Communities near military bases in Montgomery County have been struggling for years with chemicals, called PFAS, seeping into groundwater and tainting it. The chemicals are found in firefighting foam that’s routinely used on bases.
Now, those chemicals also are showing up in other water sources in the region.
In the past month, Aqua Pennsylvania has taken two of its wells in Montgomery County offline due to elevated levels of PFAS, which have been connected to liver damage, high cholesterol, and, potentially, cancer, writes Dana Bate of WHYY for bizjournals.com.
The PFAS levels in Upper Dublin and North Hills were both far below the levels detected in Warminster, Horsham, and Willow Grove, where the military bases were located, and also below the federal standard of 70 parts per trillion.
But a June report from the Centers for Disease Control and Prevention suggested that standard was seven to 10 times too high.

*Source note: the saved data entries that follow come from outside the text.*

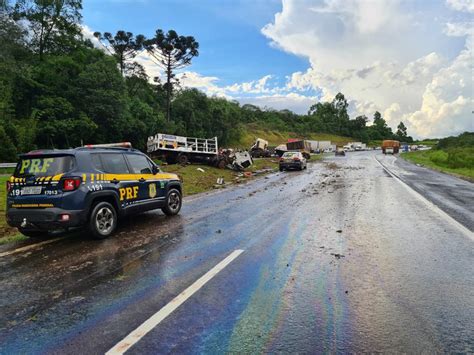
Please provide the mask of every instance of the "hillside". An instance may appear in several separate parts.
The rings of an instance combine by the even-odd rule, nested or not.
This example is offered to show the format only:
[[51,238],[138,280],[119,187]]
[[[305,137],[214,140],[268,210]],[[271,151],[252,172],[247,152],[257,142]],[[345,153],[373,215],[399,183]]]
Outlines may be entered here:
[[337,145],[344,145],[347,142],[356,141],[351,137],[337,136],[326,133],[309,133],[306,135],[297,134],[294,132],[276,131],[264,129],[254,125],[247,125],[244,132],[238,141],[231,141],[228,145],[233,148],[249,149],[255,142],[256,138],[262,138],[269,142],[270,146],[277,146],[285,143],[288,138],[302,138],[315,141],[331,141]]

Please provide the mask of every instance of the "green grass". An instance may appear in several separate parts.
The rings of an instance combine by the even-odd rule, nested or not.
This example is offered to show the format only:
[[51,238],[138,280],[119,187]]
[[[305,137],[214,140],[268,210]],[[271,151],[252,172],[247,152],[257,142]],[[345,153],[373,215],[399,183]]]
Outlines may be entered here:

“Nobody knows what to make of the numbers, quite frankly,” said Abington Commissioner Mike Thompson, who represents the township’s North Hills section.
He and fellow North Hills residents started noticing elevated PFAS levels of 40-50 parts per trillion earlier this summer on Aqua’s monitoring web site, WaterFacts.com. But since the levels were below the EPA’s standard and above what the CDC now recommends, people had a lot of questions.